(LANKAPUVATH | COLOMBO) –Sri Lanka’s Central Bank releasing the monetary policy review on Thursday said the Monetary Board has decided to continue the current monetary policy stance.
Accordingly, the Monetary Board of the Central Bank of Sri Lanka, at its meeting held on 17 August 2022, has decided to maintain the Standing Deposit Facility Rate (SDFR) and the Standing Lending Facility Rate (SLFR) of the Central Bank at their current levels of 14.50 percent and 15.50 percent, respectively.
The Board is of the view that although inflation is projected to remain elevated in the near term, the policy measures taken by the Central Bank and the Government so far would help contain any aggregated demand pressures thereby anchoring inflation expectations, along with the anticipated decline in global commodity prices and its pass through to domestic prices in the period ahead.

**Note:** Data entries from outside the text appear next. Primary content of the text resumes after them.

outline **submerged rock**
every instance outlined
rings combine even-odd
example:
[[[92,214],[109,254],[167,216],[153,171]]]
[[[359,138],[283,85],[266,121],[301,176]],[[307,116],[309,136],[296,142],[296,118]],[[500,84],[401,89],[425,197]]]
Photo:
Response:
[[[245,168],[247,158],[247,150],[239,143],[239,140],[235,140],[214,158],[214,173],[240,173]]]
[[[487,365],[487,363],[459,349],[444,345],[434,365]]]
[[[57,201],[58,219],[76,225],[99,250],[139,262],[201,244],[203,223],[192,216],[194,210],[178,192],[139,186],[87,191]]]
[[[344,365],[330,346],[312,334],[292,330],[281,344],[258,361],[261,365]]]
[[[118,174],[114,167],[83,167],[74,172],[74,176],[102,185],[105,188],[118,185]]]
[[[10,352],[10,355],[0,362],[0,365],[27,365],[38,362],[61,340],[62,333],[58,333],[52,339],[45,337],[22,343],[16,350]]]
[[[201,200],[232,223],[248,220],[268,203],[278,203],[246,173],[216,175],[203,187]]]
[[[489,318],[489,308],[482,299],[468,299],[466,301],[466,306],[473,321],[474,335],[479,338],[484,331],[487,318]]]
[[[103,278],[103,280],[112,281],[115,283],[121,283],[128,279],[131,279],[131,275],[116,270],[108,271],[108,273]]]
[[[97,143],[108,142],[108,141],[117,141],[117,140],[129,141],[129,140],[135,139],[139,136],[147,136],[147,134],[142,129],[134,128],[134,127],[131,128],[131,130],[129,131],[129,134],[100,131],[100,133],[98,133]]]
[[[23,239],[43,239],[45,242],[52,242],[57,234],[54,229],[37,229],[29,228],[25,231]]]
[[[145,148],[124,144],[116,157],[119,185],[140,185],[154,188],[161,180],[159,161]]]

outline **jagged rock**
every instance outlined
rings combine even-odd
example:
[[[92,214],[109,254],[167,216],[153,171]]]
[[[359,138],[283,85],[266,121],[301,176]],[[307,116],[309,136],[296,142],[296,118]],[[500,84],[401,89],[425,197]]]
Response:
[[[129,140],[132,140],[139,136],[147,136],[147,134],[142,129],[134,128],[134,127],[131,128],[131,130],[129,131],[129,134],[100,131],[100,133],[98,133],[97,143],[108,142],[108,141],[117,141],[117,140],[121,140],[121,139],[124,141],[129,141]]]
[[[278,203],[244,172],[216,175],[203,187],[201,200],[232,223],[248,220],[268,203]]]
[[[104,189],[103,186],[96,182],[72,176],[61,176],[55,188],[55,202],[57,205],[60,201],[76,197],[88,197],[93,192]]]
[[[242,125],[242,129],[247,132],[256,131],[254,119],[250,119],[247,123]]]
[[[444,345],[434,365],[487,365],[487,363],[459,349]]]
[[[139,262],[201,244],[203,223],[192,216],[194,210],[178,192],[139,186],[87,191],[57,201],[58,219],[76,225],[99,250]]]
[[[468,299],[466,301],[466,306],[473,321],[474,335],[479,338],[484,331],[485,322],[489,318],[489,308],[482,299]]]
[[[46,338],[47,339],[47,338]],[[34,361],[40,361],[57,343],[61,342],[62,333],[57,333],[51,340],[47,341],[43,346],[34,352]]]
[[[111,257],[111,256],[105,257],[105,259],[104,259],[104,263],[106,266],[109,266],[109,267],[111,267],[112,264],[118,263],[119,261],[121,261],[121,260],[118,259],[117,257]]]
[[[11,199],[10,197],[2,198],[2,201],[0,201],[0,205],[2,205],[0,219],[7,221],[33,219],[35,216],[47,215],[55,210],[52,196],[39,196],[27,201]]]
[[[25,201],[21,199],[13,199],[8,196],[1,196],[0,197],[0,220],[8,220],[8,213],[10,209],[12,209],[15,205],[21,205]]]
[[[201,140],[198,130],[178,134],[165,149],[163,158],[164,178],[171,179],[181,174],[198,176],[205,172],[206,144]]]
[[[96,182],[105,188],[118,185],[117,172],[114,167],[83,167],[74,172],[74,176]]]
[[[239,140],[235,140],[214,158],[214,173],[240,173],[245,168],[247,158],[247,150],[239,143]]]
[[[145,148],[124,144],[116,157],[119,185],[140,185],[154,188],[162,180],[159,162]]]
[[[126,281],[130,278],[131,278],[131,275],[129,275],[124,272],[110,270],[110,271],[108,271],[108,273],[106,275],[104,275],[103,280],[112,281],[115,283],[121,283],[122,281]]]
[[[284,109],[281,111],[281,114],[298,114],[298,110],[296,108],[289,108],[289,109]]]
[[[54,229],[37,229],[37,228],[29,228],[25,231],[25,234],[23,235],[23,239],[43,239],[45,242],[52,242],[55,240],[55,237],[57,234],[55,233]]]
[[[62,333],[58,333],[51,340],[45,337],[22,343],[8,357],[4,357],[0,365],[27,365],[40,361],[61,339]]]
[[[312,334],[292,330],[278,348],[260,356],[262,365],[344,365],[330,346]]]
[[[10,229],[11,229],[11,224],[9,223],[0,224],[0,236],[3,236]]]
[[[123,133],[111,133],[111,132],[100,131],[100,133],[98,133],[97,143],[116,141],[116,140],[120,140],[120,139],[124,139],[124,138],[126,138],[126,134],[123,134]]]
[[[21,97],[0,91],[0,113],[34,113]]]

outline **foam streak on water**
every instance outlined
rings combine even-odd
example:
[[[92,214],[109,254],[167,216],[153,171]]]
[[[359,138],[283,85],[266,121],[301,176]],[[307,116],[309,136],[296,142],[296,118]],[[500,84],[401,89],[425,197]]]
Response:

The Monetary Board expects the domestic economic activity to record a notable downturn this year.
The impact of persisted supply side disruptions, primarily due to shortages of power and energy, and uncertainties associated with socio-political developments that caused significant adverse effects on economic growth in Q2 2022 is expected to continue through Q3 2022 as well resulting in a larger than expected contraction in real activity in 2022.
However, real GDP growth is expected to recover in the period ahead, with the envisaged stabilization of macroeconomic conditions and implementation of structural reforms in the economy.
The Central Bank noted that the pace of acceleration of inflation has moderated faster than expected and such moderation is expected to continue in the period ahead, thereby resulting in a low level of inflation by end 2022.
The Board was of the view that the effective market interest rates are notably high and policy measures that have already been implemented by the Central Bank would continue to be further transmitted to the overall economy.
The Central Bank said it would continue to monitor domestic and global macroeconomic and financial market developments and stand ready to take appropriate measures proactively to stabilize inflation at the desired range and help reinforce greater macroeconomic stability in the period ahead.